Appunto il catalogo, edito da Polistampa con la maestria a cui siamo abituati, in formato maneggevole che non ne limita il valore, ma di indispensabile supporto durante la visita e, tornando alla mostra, nella prima sezione troverete papiers roulés, lavori con strisce di carta dorata e colorata, eseguiti con particolari arnesi e incorniciano immagini sacre o Agnus Dei (ovali formati dalla cera del cero pasquale dell’anno precedente, mescolata talvolta con le ceneri dei santi martiri).
La seconda sezione è dedicata alle paste di reliquie (rilievi in uno stucco speciale fatto di ossa tritate prelevate dalle catacombe romane con aggiunta di un legante, versato poi in una matrice per creare figure e rilievi con immagini e scene sacre dipinte con colori smaglianti e ornate di materie vitree luccicanti).
La terza sezione presenta esemplari in papier roulé e paste di reliquie di provenienza Paesi transalpini a testimonianza della loro diffusione nei conventi europei.

Come attestano studi recenti, le decorazioni che facevano da contorno alle piccolissime reliquie, avvenivano all’interno di comunità conventuali sia maschili che femminili, anche se è sensato ritenere come la maggioranza di queste composizioni fossero eseguite in conventi femminili di clausura.
La tipologia dei lavori denota un’ecumenicità sorprendente e caratteri stilistici assolutamente uniformi dove prevale la mano tipicamente femminile con doti non comuni di pazienza e di concentrazione.
Oltre la Fede, uno spiccato gusto di composizione che evidenzia la classe sociale di questi religiosi.
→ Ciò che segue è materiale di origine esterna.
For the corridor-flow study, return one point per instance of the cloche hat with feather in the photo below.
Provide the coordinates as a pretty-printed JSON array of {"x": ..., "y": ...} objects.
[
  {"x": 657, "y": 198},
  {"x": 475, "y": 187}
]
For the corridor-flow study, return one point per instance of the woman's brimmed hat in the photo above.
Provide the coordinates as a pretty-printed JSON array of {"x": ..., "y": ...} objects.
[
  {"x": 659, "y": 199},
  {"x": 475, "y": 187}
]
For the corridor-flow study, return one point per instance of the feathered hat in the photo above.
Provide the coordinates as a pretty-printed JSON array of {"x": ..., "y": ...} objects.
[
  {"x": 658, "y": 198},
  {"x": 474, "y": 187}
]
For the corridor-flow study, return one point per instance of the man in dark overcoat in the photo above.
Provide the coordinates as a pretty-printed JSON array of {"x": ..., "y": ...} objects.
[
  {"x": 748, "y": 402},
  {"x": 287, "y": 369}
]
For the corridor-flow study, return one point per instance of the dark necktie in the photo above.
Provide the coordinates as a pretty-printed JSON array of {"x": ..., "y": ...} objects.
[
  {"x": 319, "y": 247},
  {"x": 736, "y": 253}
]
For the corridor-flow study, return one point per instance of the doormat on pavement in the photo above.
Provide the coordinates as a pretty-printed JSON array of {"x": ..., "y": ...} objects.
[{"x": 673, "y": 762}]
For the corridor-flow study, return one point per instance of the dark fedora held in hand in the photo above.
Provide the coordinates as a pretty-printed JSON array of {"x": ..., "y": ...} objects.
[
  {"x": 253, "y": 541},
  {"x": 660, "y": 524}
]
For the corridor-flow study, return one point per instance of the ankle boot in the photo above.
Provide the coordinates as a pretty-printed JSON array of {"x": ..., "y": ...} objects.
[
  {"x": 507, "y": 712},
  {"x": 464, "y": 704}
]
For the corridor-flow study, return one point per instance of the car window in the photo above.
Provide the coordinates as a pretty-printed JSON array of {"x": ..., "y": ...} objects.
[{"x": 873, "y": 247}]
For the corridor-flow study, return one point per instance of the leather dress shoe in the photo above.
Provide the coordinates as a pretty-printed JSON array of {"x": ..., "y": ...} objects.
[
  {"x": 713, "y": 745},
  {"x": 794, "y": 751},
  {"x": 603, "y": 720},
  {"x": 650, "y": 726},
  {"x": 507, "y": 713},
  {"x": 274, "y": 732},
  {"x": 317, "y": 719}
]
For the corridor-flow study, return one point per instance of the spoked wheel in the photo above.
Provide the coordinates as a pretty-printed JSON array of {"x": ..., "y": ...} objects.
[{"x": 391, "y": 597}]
Tutte queste opere (messe a confronto con altre in argento, legno intagliato e tessuti ricamati) pur eseguite in conventi di clausura, attraverso i riccioli di carta dorata, i giardini del Paradiso, gli eleganti tempietti e altaroli che racchiudono, su fondi raffinati foderati di camoscio o di raso, le immagini sacre decorate da perline di vetro, paillettes, specchi, ci trasmettono il colore e la gioia della vita.

Concludo precisando perché non ho censurato, come di abitudine i termini non italiani, affidandomi al  virgolettato della dott.ssa Eve Borsook, tratto dal suo saggio ’Papier Roulé e le Paste di Reliquie’, che troverete in catalogo insieme a uleriori approfondimenti: "Per le opere eseguite in carta, il termine ideale per descriverle sarebbe ’filigrana di carta’, senonché, in italiano, questo termine si identifica con il marchio della cartiera che si trova nei fogli fabbricati a mano. Così, siamo costretti ad usare le parole francesi papiers roulés o paperoles".